French sports journalist

Jean Raynal (18 August 1929 – January 2015) was a French sports journalist, who worked for Office de Radiodiffusion Télévision Française and TF1. He commentated on football, rugby, basketball, and the Olympic Games. He was nicknamed Monsieur Basket (Mr Basketball).

==Personal life==
Raynal was born in Massiac, Cantal, France. He studied at the Centre de formation des journalistes in Paris.

==Career==
Raynal began his work as a radio presenter in 1957. In 1968, Raynal became a television presenter on Office de Radiodiffusion Télévision Française, and was one of the first five members of the organisation's committee on objective journalism. From 1975 to 1988, Raynal worked for TF1.
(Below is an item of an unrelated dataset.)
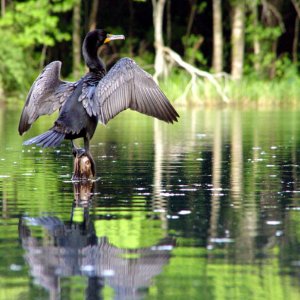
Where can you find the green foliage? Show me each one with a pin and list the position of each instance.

Raynal commentated at five FIFA World Cups; he commentated at the 1978 FIFA World Cup alongside Pierre Cangioni. Between 1983 and 1984, Raynal presented one season of TF1's football programme Téléfoot. Aside from football, Raynal covered basketball in the 1970s and 1980s. Raynal was nicknamed "Monsieur Basket" (Mr Basketball), and in 1980, he wrote the book La Fabuleuse histoire du basket (The fabulous history of basketball). Raynal also covered 26 French Open tennis championships, and six Olympic Games. He commentated with Raoul Barrière at the 1978–79 French Rugby Union Championship final, where Narbonne beat Stade Bagnérais. Fellow sports journalist Didier Roustan said that Raynal was his inspiration.

==Works==
- Raynal, Jean, Le volley-ball (Volleyball), 1977
- Raynal, Jean, La Fabuleuse histoire du basket (The fabulous history of basketball), 1980

==Death==
Raynal died in 2015 at the age of 85.